At Mycroft, our aim is to build an open source and privacy respecting voice assistant that can be used by everyone across the world. To create something that anyone can use, we must provide the best possible experience, not just for techies and tinkerers, but for the whole family. Rigorous quality assurance (QA) testing is critical to achieving this goal.
In its most basic form, QA is about defining a standard and then testing against that. It can be a manual process, setup a device, talk to it, and note down what you find. This however is pretty time intensive, can vary over time, and does not scale well. Having a clear, documented and automated process means that we can get repeatable results anytime a change is made. That allows our team to develop more quickly knowing that if something breaks, we will know about it.
So shortly after joining Mycroft I was asked to utilize my newly acquired data analysis skills to improve the existing quality assurance processes.
Voice interaction is one of the most critical pieces of Mycroft to ensure a good user experience. To measure a skills success from a Users perspective, we need to test a large number of utterances against an expected successful outcome for those requests. Doing this for each utterance we can then measure our pass or fail rate for each Skill and for Mycroft as a whole. The greater number of successful interactions with a smart device, provides a better overall experience.
Over time we can now monitor the success rates of these tests and know the progress being made. Mycroft will not only continue to build upon its stack with new features, but also refine its existing capabilities as we discover new ways that people are using the device or asking questions. As this grows we can easily add new utterances to our QA process, expanding Mycroft’s known and tested vocabulary.
Over the last few months we have been focusing on our top 8 skills. These represent the majority of interactions that an average person might have with Mycroft. They include things like setting timers, checking the weather or hearing the latest news bulletin.
Each Skill has a range of utterances being tested, and the results can then be broken down into percentages based on the number of correct responses generated.
While you might at times see drops, such as in the Spotify Skill, our new process means we can be made aware of the change and fix it before it reaches your device.

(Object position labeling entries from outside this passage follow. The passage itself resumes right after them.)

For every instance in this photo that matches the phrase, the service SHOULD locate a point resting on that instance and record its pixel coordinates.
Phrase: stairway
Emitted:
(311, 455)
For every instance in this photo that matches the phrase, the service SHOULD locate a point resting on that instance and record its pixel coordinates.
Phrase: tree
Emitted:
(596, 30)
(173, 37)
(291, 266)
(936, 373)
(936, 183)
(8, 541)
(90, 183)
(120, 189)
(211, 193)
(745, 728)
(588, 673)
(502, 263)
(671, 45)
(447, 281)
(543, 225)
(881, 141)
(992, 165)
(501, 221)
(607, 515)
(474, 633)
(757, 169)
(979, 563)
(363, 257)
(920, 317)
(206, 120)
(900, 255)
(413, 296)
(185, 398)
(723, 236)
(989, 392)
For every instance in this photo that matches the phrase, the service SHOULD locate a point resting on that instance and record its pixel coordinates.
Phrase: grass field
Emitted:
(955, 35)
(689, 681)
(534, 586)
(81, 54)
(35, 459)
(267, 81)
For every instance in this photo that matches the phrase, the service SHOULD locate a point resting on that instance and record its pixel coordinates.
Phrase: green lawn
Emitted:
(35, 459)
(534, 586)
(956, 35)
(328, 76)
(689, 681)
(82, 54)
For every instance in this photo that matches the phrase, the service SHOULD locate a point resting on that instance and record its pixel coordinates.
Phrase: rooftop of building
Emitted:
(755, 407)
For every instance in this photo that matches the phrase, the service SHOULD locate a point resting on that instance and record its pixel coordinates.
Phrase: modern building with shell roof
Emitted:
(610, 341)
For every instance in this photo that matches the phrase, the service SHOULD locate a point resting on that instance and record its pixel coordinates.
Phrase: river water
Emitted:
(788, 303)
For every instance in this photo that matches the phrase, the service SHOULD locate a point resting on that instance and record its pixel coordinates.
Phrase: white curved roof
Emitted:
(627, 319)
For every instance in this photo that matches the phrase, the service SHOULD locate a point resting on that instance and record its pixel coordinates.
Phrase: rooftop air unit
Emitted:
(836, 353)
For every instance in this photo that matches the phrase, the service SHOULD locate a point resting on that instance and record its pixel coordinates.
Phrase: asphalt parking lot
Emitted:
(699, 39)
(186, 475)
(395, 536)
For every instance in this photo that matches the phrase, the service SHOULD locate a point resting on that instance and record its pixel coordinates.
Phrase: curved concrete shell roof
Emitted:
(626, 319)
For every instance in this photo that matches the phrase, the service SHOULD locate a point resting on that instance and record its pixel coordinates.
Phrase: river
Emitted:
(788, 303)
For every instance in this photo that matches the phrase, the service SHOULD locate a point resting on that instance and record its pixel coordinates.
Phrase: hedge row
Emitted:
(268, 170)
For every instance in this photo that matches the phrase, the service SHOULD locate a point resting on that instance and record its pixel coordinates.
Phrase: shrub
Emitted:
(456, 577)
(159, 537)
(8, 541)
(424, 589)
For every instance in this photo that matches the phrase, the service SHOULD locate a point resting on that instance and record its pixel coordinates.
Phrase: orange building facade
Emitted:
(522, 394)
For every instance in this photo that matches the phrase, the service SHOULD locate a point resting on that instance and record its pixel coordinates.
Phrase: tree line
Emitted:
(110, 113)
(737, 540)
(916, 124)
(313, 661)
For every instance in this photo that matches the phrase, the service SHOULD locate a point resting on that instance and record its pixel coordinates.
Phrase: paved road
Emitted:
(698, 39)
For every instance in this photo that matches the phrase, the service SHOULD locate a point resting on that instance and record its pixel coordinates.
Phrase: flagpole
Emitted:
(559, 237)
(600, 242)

Moving forward Mycroft will have a standard metric to test against and assure that new features are working properly and old ones are being monitored for bugs. We are continuing to grow the range of utterances being tested for each Skill, and at times need to debate what constitutes a passing grade. There is currently a divide in the team on whether or not a remix of Baby by Justin Bieber can ever constitute a pass…
I am very excited to see the improvements that will be made to Mycroft thanks to our updated quality assurance processes. Ultimately my job is to break things, and break things a lot. Whilst our aim is for a 100% pass rate, we are also looking at a constantly moving target. So I will be happy every time I succeed in breaking something because it means we can identify a new problem and fix it.